In 3Q15 low interest rates and falling equity markets resulted in weaker-than-expected operating profit for the quarter. KLP reported a negative value-adjusted return on its common investment portfolio for the quarter. As a result, financial buffers were weakened with the securities adjustment fund falling by NOK2.1bn to NOK17.5bn. KLP remains strongly capitalised in accordance with both the regulatory solvency margin and Fitch’s own assessment of capital adequacy.
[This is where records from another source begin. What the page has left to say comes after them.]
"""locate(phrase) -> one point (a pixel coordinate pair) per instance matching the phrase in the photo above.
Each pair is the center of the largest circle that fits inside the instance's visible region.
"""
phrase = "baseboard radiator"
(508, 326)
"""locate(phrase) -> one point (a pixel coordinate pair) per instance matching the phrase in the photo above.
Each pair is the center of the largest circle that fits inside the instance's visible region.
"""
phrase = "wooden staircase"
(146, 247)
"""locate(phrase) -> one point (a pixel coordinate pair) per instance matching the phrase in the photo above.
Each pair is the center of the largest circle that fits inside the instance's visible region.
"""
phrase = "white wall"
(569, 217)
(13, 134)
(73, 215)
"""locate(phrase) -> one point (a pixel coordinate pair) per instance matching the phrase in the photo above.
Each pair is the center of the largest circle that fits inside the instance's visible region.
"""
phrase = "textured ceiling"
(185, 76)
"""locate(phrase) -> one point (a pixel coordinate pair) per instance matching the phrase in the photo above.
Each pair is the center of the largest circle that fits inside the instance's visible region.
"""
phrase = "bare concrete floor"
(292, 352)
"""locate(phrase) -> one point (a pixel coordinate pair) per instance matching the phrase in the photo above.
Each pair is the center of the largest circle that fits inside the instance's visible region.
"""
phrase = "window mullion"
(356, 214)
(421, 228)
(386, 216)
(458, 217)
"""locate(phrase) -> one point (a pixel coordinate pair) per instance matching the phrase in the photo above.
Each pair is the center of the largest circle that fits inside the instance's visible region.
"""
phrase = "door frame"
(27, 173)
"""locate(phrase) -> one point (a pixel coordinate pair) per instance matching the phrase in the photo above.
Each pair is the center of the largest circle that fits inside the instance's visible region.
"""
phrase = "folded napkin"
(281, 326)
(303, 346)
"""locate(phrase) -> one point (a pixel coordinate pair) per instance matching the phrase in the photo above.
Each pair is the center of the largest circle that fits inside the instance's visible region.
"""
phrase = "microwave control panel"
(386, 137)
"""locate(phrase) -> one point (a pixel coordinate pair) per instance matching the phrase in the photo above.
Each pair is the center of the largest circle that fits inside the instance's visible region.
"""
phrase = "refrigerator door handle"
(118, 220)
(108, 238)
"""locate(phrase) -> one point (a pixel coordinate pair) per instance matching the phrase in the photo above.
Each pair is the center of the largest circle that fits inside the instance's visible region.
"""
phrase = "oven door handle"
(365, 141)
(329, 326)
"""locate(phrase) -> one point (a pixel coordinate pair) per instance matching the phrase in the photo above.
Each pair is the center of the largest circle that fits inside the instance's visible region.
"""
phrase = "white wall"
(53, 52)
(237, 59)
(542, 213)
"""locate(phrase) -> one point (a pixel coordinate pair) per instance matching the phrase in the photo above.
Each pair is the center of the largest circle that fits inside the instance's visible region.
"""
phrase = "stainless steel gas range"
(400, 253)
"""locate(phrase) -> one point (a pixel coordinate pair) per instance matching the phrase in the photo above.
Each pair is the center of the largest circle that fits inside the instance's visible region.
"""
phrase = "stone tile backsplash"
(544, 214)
The regulatory solvency margin ratio was 245% at end-3Q15 (end-2014: 228%).
In Fitch’s opinion, the threat to profitability and capitalisation arising from a prolonged low interest rate environment is substantially mitigated by Norwegian life insurers’ ability to annually re-price the interest rate guarantees for existing defined-benefit schemes.
Negative rating factors include KLP’s limited geographical diversification and growing interest by municipalities to set up proprietary pension schemes. KLP’s customers will have the opportunity to establish their own pension funds, which will pose the biggest challenge to the company over the medium term.
KLP is one of Norway’s largest life insurance companies with total assets of NOK527bn at end-3Q15. The company provides pension, financing and insurance services to the local government sector and state health enterprises as well as to businesses in the public and private sectors. KLP is 62%-owned by Norwegian municipalities and counties, 27% by the Norwegian government via state health enterprises, and 11% by public sector enterprises.
An upgrade is unlikely unless KLP can greatly enhance the scale and profitability of its non-life operations, while maintaining or improving its strong group capital position.
KLP could be downgraded upon a loss of business from local authorities or if a material number of its municipal clients set up proprietary schemes. In addition, a material depletion of capital strength, to a level at which supplementary reserves are insufficient to fund one year of minimum investment guarantees, could also contribute to a downgrade.